Die öffentlichen Interessen an der Erlassung des Aufenthaltsverbotes sind demnach höher zu gewichten als die gegenläufigen familiären und privaten Interessen des Beschwerdeführers und seiner Familie. Unter diesen Umständen ist die Erlassung des Aufenthaltsverbotes im Rahmen der Verhältnismäßigkeitsprüfung nach § 9 BFA-VG als zulässig zu werten (vgl etwa VwGH 20.08.2013, 2013/22/0097).
Die Bemessung des Aufenthaltsverbotes mit einer Dauer von 8 Jahren erscheint jedoch in Anbetracht der Tatsache, dass von § 67 Abs. 2 FPG auch kriminelle Handlungen von höherem Unrechtsgehalt erfasst sind (so strafgerichtliche Verurteilungen zu unbedingten Freiheitsstrafen von bis zu fünf Jahren) nicht geboten. Das Aufenthaltsverbot wurde daher und auch unter Berücksichtigung der ausgeprägten familiären und privaten Bindungen zum Bundesgebiet mit 4 Jahren befristet.
Zu Spruchpunkt II. des angefochtenen Bescheides:
Gemäß § 70 Abs. 3 FPG ist EWR-Bürgern, Schweizer Bürgern und begünstigten Drittstaatsangehörigen bei der Erlassung einer Ausweisung oder eines Aufenthaltsverbotes von Amts wegen ein Durchsetzungsaufschub von einem Monat zu erteilen, es sei denn, die sofortige Ausreise wäre im Interesse der öffentlichen Ordnung oder Sicherheit erforderlich.
Da sich dem gegenständlichen Sachverhalt keine Anhaltspunkte für eine der soeben zitierten Gesetzesbestimmung entgegen stehende Ansicht abgewinnen lassen, war Spruchpunkt II. des Bescheides der belangten Behörde nicht entgegenzutreten.
Zu Spruchteil B): (Unzulässigkeit der Revision):
Gemäß § 25a Abs. 1 des Verwaltungsgerichtshofgesetzes 1985 (VwGG), BGBl. Nr. 10/1985 idgF, hat das Verwaltungsgericht im Spruch seines Erkenntnisses oder Beschlusses auszusprechen, ob die Revision gemäß Art. 133 Abs. 4 B-VG zulässig ist. Der Ausspruch ist kurz zu begründen.

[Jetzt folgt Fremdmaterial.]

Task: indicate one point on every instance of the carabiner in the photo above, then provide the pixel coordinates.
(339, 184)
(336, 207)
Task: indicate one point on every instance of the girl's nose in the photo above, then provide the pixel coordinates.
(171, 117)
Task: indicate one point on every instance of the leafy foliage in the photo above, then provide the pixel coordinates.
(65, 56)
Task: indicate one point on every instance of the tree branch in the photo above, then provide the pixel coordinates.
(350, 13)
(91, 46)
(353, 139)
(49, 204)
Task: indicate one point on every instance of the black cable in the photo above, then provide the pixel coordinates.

Die Revision gegen die gegenständliche Entscheidung ist gemäß Art. 133 Abs. 4 B-VG nicht zulässig, weil die Entscheidung nicht von der Lösung einer Rechtsfrage abhängt, der grundsätzliche Bedeutung zukommt. Weder weicht die gegenständliche Entscheidung von der bisherigen Rechtsprechung des Verwaltungsgerichtshofes ab, noch fehlt es an einer Rechtsprechung; weiters ist die vorliegende Rechtsprechung des Verwaltungsgerichtshofes auch nicht als uneinheitlich zu beurteilen. Auch liegen keine sonstigen Hinweise auf eine grundsätzliche Bedeutung der zu lösenden Rechtsfrage vor. Konkrete Rechtsfragen grundsätzlicher Bedeutung sind weder in der gegenständlichen Beschwerde vorgebracht worden noch im Verfahren vor dem Bundesverwaltungsgericht hervorgekommen.
Die oben in der rechtlichen Beurteilung angeführte Judikatur des VwGH ist zwar zu früheren Rechtslagen ergangen, sie ist jedoch nach Ansicht des erkennenden Gerichts auf die inhaltlich meist völlig gleichlautenden Bestimmungen der nunmehr geltenden Rechtslage unverändert übertragbar.